Excerpted and translated from: Hofmann, Tessa: Die Armenier: Schicksal, Kultur, Geschichte [The Armenians: Destiny, Culture, History]. Nürnberg: Verlag Das Andere, 1993, pp. 130-134

Destruction

As the Gazette de Lausanne reported on 6 July 1915, 50 Armenian notables were arrested in Divriği.[4] „After the arrest of the local Armenian elite, a second wave of arrest is organized upon the merchants and artisans of Divriği, upon which underage adolescents, comprising some 200 individuals, are mobilized. Submitted to torture for several days, these men are finally brought to the outskirts of the town, shackled, and forced to march to the gorges of Deren Dere, where they are assassinated with axes.”[5]

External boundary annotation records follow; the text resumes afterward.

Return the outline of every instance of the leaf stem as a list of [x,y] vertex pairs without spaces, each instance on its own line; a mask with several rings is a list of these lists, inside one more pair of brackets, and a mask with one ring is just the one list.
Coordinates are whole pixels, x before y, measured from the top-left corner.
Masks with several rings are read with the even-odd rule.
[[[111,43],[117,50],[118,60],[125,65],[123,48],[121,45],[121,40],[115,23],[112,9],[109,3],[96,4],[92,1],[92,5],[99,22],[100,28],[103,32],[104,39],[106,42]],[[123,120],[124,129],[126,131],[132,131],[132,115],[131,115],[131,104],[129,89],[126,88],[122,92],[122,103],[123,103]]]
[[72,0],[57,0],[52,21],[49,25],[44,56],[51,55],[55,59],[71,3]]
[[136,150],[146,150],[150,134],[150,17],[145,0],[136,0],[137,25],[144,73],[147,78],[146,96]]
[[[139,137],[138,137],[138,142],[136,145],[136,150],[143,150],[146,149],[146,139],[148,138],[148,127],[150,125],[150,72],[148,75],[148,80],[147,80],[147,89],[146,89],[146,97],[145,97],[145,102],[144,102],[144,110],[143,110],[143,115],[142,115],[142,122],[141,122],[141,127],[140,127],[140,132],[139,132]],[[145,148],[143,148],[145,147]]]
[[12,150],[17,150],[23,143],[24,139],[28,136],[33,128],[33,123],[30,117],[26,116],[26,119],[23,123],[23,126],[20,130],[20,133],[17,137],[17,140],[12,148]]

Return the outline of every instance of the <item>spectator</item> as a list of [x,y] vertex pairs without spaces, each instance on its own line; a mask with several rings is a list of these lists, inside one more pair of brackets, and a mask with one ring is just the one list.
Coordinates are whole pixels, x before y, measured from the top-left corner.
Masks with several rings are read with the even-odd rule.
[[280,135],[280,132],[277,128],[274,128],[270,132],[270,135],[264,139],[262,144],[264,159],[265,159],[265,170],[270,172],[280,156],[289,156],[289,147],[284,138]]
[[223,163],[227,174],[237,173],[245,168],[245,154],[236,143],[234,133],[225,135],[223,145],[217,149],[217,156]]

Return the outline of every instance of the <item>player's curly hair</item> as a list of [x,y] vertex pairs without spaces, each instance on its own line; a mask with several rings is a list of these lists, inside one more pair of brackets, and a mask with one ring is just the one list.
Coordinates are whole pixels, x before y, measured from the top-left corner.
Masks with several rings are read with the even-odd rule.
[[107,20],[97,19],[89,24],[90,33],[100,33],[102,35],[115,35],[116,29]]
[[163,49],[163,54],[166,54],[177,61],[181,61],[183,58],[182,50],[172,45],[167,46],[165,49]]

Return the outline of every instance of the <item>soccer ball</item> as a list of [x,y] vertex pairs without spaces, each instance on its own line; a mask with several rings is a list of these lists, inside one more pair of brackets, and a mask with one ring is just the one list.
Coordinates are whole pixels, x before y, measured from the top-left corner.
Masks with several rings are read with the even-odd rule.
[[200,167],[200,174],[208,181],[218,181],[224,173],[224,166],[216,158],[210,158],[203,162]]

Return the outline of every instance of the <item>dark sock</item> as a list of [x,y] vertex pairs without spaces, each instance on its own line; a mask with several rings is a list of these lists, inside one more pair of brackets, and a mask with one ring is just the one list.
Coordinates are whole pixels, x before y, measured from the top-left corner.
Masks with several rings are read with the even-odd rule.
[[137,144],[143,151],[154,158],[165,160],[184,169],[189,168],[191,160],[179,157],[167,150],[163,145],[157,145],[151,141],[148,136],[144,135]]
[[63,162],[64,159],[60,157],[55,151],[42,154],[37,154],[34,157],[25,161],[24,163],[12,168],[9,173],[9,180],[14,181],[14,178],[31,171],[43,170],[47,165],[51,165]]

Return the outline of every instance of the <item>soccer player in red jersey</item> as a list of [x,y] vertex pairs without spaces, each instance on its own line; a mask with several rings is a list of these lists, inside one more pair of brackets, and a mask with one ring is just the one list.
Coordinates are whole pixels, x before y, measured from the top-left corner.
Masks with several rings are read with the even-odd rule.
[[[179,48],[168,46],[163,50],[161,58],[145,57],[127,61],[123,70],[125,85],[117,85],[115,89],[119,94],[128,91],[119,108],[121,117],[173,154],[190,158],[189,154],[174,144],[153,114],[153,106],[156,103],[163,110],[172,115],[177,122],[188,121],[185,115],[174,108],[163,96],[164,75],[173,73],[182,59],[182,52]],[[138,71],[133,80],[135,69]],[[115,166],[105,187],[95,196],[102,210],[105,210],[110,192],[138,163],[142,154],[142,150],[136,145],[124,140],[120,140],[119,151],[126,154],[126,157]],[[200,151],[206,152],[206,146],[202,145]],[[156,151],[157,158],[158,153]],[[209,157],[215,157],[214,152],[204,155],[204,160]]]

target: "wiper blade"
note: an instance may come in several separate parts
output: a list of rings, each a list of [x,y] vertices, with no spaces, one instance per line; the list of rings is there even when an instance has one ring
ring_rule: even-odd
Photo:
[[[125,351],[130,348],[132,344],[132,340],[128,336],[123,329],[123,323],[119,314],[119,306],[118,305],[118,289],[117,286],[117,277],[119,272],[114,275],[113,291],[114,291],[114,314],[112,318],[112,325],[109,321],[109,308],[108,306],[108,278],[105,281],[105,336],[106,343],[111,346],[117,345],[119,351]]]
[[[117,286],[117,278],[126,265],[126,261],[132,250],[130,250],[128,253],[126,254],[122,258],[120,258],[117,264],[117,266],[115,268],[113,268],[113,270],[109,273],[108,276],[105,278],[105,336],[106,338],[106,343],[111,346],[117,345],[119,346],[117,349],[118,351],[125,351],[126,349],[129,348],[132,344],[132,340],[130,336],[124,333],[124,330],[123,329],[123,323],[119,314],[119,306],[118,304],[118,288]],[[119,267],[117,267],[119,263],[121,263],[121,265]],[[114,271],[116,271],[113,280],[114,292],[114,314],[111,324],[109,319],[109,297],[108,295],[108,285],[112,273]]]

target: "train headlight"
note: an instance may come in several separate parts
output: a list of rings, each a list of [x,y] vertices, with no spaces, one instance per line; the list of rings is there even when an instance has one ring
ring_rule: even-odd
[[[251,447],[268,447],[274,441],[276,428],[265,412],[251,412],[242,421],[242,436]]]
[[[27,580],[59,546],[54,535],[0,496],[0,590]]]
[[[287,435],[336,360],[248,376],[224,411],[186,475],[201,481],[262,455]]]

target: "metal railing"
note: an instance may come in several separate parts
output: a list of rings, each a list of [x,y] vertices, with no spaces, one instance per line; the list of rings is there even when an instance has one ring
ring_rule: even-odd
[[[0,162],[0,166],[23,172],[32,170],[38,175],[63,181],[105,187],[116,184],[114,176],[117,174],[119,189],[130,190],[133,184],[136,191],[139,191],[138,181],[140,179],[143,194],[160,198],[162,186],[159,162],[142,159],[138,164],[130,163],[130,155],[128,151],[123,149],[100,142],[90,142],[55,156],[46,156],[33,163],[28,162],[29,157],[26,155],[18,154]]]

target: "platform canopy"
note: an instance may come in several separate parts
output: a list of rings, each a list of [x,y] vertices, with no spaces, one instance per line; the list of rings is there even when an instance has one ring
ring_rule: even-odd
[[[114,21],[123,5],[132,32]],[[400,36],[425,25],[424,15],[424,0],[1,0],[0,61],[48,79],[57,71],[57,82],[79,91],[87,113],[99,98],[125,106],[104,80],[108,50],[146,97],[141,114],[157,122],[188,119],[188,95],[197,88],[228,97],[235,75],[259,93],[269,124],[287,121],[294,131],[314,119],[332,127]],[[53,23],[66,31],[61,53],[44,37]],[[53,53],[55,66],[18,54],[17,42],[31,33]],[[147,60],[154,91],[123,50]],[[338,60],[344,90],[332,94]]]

Khachig Karapetian (West Armenian: Garabedian), an Armenian official from Divriği born in 1888, was on vacation in his homeland with his family. On 6 December 1916, the Imperial German Consulate in Sivas reported that “according to the testimony of some workers of the road construction battalion from Armut-Dagh [Armut Dağı] near Divrigi [Divriği], Vilayet Sivas, Garabedian Khachig was housed for some time in the military and then civil prison in Sivas and was finally exiled with the other Armenians, with which batch it is no longer possible to determine. About the further fate of Garabedian and his family as well as where he was expelled, nothing more could be found out.”[6]

“On 28 May 1915 the inhabitants of the surrounding villages are first gathered at Divriği, where the men and youth from fourteen to eighteen years-of-age are separated from the others and imprisoned in a church before being executed. The remainder of the rural population is deported via Eğin (Akn) and Arapkir to Malatya and Fırıncılar.[7]

“On 1 July 1915, the Armenian quarters of Divriği are surrounded by regular troops, who carry out the expulsion of the inhabitants, who are gathered near the southwest exit from the town, where they are put en route for Arapkir. Young women and girls are taken for the harems of local notables. The convoy is pillaged shortly after its departure near Sarı Çiçek by Kurdish villagers from nearby areas.”[8]

The kaza and town Divriği was also a transit area for deportees from other districts of Sivas province: Between 20 and 29 June 1915, around 7,000 Armenians of the kaza of Koçgiri/Zara are deported to Divriği, then Harput, Siverek, Urfa, Viranşehir, and Rakka.[9]